Colectânea da Jurisprudência 1988 página 03627
Sumário
Partes
Fundamentação jurídica do acórdão
Decisão sobre as despesas
Parte decisória
++++
Disposições fiscais - Harmonização das legislações - Impostos sobre o volume de negócios - Sistema comum do imposto sobre o valor acrescentado - Imposto incidente sobre as transacções de bens no território de um Estado-membro - Aplicação a estupefacientes incluídos no circuito ilegal - Inadmissibilidade - Repressão penal das infracções - Competência dos Estados-membros - Transacções ilegais de anfetaminas - Não sujeição
(Directiva 77/388 do Conselho, artigo 2.°)

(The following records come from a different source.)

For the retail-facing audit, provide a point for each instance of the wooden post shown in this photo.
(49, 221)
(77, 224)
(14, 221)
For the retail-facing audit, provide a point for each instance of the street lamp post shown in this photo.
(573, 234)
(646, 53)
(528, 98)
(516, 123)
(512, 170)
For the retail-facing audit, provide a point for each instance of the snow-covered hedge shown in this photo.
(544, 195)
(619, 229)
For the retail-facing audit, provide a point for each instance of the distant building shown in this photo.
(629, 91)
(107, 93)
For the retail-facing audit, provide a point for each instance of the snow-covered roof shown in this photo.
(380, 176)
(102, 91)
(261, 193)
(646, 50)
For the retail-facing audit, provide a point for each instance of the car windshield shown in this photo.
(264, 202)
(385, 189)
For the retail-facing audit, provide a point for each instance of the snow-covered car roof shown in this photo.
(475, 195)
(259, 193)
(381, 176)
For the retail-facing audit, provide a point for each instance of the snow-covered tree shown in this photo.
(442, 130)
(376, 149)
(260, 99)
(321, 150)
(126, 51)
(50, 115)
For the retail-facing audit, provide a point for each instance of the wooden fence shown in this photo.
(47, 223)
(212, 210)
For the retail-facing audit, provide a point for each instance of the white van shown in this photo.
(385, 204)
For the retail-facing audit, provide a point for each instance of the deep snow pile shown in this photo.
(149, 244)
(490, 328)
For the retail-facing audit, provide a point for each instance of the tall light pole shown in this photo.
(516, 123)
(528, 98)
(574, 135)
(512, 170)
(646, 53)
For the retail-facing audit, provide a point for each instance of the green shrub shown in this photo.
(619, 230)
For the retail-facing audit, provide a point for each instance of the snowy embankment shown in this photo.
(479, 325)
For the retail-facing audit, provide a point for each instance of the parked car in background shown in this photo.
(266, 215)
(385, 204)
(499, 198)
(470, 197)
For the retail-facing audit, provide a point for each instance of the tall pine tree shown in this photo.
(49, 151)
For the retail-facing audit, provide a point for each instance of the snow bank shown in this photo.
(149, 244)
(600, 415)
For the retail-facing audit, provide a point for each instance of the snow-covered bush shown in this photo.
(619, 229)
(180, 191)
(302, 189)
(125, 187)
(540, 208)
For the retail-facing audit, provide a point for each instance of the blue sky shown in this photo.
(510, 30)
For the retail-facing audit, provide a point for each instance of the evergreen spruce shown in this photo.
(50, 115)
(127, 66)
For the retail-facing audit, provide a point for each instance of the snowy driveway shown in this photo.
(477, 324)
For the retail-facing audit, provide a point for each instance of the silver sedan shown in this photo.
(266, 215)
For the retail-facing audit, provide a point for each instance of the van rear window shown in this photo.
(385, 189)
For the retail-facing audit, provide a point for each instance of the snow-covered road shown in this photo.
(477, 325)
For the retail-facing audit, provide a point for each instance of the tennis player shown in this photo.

A transacção ilegal de estupefacientes no mercado interno de um Estado-membro que, da mesma forma que a sua importação na Comunidade, apenas pode dar lugar a medidas repressivas, é estranha às disposições da sexta directiva em matéria de harmonização das legislações dos Estados-membros relativas aos impostos sobre o volume de negócios. Assim, o artigo 2.° desta directiva deve ser interpretado no sentido de que não se constitui nenhuma dívida de imposto sobre o volume de negócios na transacção ilegal de estupefacientes efectuada a título oneroso no território de um Estado-membro, na medida em que esses produtos não façam parte do circuito económico estritamente vigiado pelas autoridades competente com vista à sua utilização para fins médicos e científicos.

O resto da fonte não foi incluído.